2014.02.08

誰に説明責任があるのか

こんにちは、大阪発公会計ブログ担当の船戸明(公認会計士)です。
 先日、とある地方自治体の議員さんとお話する機会がありました。
 議員の間でも会計に関して講師を招いて勉強会が開催されるようで、その前段階として少しレクチャーをしてほしい。
 そんな話でした。
 聞くと、今回は地方公営企業に関する話題のようです。ただ、私の方からは細かいことというよりも、「公会計」という分野で何をしようとしているのか、どんな団体・法人が対象となり、どのような課題があるのか、といった大まかな話をさせていただきました。
 公会計(というより会計そのもの)の目的の一つは、説明責任です。株式会社であれば株主が拠出した資金を活用して、企業活動が行なわれる。であれば、拠出をしてくれた株主に対し、どのような成績で、今どんな状態かを説明しないといけない。

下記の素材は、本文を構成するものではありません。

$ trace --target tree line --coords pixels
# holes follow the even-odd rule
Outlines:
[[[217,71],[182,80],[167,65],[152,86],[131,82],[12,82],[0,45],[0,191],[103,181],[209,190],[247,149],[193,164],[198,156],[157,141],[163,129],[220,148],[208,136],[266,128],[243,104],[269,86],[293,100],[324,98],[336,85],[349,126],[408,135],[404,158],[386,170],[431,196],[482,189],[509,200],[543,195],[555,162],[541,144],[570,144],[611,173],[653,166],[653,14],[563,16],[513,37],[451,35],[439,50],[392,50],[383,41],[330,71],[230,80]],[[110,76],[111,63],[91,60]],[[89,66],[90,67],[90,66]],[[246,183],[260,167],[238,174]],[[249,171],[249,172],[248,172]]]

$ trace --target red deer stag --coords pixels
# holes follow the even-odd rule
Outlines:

 人を紹介してくださった方には、その顛末がどうなったかを報告しますよね。これだって、ごく日常において行なわれている説明責任の1つでしょう。
 自治体も同じで、住民から税金を徴収する。であれば、税金を納めた住民に対し、どのような運用をしているかを説明しないといけない。納税という「拠出」は、会社に対する株主の拠出よりも、強大な権力に基づくものです。言い換えれば、国や自治体による強制的な財産の徴収とも言える。従って、本来は、より厳格な説明責任が求められてしかるべきでしょう。
 問題は、誰が説明責任を果たすのか。
 まず思い浮かぶのは、会社で言えば社長、自治体で言えば首長でしょうか。組織のトップですから、説明責任を持つのは言うまでもありません。

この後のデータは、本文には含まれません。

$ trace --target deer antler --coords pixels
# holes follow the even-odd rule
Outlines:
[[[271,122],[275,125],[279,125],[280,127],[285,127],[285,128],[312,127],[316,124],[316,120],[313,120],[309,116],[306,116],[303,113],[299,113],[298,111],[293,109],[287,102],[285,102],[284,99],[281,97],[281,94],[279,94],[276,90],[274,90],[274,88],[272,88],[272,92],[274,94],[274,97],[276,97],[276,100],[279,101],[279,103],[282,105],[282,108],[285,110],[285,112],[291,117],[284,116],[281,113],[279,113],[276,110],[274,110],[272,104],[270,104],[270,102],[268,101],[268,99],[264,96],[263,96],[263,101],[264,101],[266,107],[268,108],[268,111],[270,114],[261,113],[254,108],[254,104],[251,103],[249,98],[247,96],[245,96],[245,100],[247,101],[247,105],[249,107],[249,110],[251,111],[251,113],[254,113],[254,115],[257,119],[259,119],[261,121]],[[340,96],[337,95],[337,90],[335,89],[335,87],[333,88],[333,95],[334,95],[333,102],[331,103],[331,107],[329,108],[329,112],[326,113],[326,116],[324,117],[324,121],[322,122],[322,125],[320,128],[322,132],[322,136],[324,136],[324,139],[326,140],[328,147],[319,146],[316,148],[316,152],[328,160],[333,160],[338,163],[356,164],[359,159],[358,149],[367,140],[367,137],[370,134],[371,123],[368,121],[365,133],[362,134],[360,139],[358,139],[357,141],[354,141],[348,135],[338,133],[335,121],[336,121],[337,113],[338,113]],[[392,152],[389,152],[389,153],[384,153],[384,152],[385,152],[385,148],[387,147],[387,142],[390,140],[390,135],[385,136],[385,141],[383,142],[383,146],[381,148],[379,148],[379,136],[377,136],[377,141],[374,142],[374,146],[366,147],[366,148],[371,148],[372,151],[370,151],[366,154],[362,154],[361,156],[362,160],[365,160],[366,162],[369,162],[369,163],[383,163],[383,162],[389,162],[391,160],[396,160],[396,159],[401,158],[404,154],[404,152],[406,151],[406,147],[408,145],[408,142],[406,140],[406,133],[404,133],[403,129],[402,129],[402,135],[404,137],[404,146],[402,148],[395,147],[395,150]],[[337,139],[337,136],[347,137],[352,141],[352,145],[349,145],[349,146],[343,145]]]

 では、会社の取締役はどうでしょう。自治体の議員さんはどうでしょう。
 取締役は株主総会で選任されますし、議員さんは選挙によって選ばれます。某市長が、いたずらに「民意」を振りかざしていますが、それを言うなら自治体の議員さんだって、「民意」に基づいて選ばれた皆さんです。
 そう考えると、取締役や議員さんにも選んでくれた方々に対する説明責任があると言えるのではないでしょうか。
 冒頭の議員さんが勉強会で何を学ばれるかは分かりません。ただ、少なくとも、議員さんの中で会計を勉強しようという雰囲気が醸成されてきたことは、決して悪い動きではないと思います。
 公会計だって、総務省の方針のもと、ただ作っただけでは何も浸透していきません。1人ひとりの議員さんが自覚を持って会計を学び、住民の皆さんに説明をして歩く。そんな動きが少しずつでも広がっていくといいなと思います。